In my 2 stall goat shed, one stall has a concrete floor (no mats, tho I wish I could get some for that side) with shavings and waste hay. The other side is dirt topped with sand and stall mats. Pine shavings on that with the hay they waste on top of that. The goats will continuously add to the hay on top until it's pretty deep. They are so good at wasting hay the bedding is always pretty deep in both sides!

Since they only use the shed when the weather is bad, and when we have a nicer day that we know it'll dry, we'll clean it all out and hose it. Even in the winter.
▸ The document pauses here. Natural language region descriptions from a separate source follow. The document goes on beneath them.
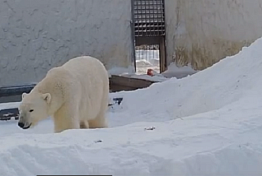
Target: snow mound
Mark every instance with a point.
(205, 124)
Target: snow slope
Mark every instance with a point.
(206, 124)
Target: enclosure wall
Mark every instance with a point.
(36, 35)
(202, 32)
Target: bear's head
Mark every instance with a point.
(33, 108)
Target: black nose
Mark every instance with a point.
(21, 124)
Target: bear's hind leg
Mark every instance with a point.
(65, 119)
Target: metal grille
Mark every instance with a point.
(149, 18)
I have a box fan mounted up near the ceiling and use that to dry the floor. We lock the goats out while it's drying. 

If I think that it'll be a long time before it's warm enough to dry the floor, and they have been using the shed a lot, we'll clean it all out and use Stall-Dry under the shavings to help with any wetness and odor. 
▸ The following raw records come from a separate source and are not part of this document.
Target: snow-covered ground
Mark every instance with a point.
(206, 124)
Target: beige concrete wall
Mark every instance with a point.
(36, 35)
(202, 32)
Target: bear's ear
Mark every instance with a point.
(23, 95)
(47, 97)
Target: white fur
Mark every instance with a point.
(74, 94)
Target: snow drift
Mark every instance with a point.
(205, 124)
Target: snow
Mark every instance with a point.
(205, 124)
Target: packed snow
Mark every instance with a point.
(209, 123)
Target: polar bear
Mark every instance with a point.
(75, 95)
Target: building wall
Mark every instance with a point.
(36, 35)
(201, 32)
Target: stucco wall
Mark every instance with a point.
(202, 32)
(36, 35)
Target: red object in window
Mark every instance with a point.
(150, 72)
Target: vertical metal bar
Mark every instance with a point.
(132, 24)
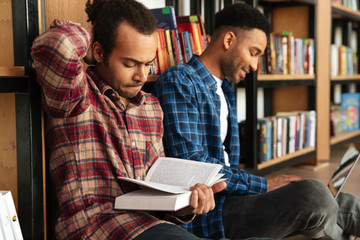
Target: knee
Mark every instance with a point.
(315, 196)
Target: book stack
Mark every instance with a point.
(350, 108)
(343, 60)
(282, 134)
(288, 55)
(352, 4)
(179, 38)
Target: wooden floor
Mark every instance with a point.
(323, 173)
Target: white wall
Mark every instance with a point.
(153, 3)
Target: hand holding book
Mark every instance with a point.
(202, 199)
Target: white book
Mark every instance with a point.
(167, 185)
(12, 215)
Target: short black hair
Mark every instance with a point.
(106, 15)
(242, 16)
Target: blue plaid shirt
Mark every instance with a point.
(187, 94)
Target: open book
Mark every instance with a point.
(166, 186)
I also have several smaller individual goat houses. All but one have wood floors. I don't hose those until warm out, only scrape out and add Stall-Dry, shavings and wasted hay. 

I used to clean them all out daily but was going through way too much bedding. Can't afford that now!


----------



## FineFolly (Dec 29, 2015)

Thank you for the reference on Stall-Dry. The website says it is a Diatomacious Earth and Clay Soil mix... wonder if we can make it up ourselves cheaper?


----------



## cheyenne (Aug 21, 2011)

FineFolly said:


> Thank you for the reference on Stall-Dry. The website says it is a Diatomacious Earth and Clay Soil mix... wonder if we can make it up ourselves cheaper?


I don't think I would want to try it myself. Maybe!  I have food grade DE here that I occasionally use to sprinkle on the floors to help prevent tiny little beasties from getting on the goats, but that stuff is horrible to work with! I hate it! The stall dry isn't near as dusty. It lasts a long, long time around here too since we hose out pretty regularly.

If you do make some, let me know how it works for you!


----------



## FineFolly (Dec 29, 2015)

Thank you. I have been reading a wonderful book "Natural Goat Care" by Pat Coleby. I am astounded at all there is to take in and oversee with healthy goat care. 

I admire you all, with your devotion and dedication.


----------